I grin as Miss Olive starts reading out the register. ‘It’s definitely weird.’

‘Zara Nassar?’

‘HERE!’ she shouts in reply to Miss Olive, before lowering her voice again. ‘I don’t know why Yanny won’t talk about it.’

‘Maybe it’s not weird to him. If he lives there.’

‘I s’pose.’ She sighs. ‘But there are definitely secrets in that forest, and up that weird staircase.’ Her face grows serious, and she plays with the cuff of her jumper. ‘I do not like secrets, Stella.’

‘Here,’ I say, raising my hand as Miss Olive gets to my name. I look back at Zara. ‘But doesn’t everybody have secrets?’

‘You talk far too much sense for this time on a Friday morning,’ she says. ‘Everybody might have them, but that doesn’t mean they should!’

Just then, Yanny rushes into the form room. Miss Olive glowers at him, and he gives her a smile that I swear radiates straight to her. She checks his name off her list with a gentle shake of her head, and then the bell rings, and we all pick up our stuff and head out again, catching him in the tide and swirling back out into the corridor.

‘G’morning,’ he says, untangling himself from the knot of kids heading in one direction, to come with us towards science. ‘Missed you at the gate, Zara.’

‘No you didn’t.’

‘I don’t know how it happens,’ he says, charging up the steps two at a time. ‘I leave at the right time – Ma hassles me enough . . . It just seems to take too long to get here.’

‘Maybe you dawdle,’ she says. And then, with a wink at me: ‘Maybe it’s the spirits in the forest, slowing you down.’

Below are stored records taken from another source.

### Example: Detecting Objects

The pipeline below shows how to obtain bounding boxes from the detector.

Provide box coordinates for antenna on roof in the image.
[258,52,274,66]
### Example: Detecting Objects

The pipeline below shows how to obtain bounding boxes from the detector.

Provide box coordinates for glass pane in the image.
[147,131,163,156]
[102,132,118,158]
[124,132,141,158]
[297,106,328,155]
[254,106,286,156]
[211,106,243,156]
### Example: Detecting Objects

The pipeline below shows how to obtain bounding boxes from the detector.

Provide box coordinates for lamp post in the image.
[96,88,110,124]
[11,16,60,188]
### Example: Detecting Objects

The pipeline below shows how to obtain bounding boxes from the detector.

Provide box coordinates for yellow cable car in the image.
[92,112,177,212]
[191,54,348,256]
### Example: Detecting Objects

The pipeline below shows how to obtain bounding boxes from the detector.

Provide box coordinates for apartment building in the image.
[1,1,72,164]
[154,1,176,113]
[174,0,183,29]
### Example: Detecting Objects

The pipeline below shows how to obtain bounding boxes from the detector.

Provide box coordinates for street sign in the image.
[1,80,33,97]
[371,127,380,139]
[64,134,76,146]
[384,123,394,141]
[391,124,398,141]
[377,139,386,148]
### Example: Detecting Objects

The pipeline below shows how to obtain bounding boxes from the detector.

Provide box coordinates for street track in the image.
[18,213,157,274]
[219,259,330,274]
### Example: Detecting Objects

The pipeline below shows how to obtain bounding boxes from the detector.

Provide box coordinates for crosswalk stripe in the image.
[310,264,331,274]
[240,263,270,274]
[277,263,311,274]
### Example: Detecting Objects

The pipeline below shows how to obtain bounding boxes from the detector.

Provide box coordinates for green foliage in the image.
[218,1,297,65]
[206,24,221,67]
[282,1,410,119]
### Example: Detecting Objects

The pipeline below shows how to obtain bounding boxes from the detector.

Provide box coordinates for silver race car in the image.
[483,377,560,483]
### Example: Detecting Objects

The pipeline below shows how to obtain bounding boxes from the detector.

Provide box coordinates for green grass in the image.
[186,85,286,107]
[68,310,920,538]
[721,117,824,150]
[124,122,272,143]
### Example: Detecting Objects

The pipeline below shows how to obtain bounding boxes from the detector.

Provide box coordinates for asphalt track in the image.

He falters on the landing for a split second as she charges up past him, and she doesn’t notice how he blanches, as if she hit him in the stomach. It’s there and gone in a blink, and then he rushes on after her, bag swinging, bright as ever, but the feeling remains in my belly all through the morning, and I can’t look him in the eye, even when we have art again without Zara. It’s just me and him sitting at the end of a big table, and the teacher is late, so everyone’s chatting, except I don’t know what to say to him.

‘How’s it going?’ he asks.

His freckles glow under the artificial lights; it’s dark, and the clouds are stormy outside, and the whole place suddenly feels claustrophobic. Every lesson is a different textbook, a different teacher, a different classroom down a different corridor. I’ve got lost every time I’ve looked for a loo, and I don’t know anything. I take a deep breath in, filling my chest, and breathe it out slowly, lowering my gaze to the old wood table with its scored lines and crossed-out words.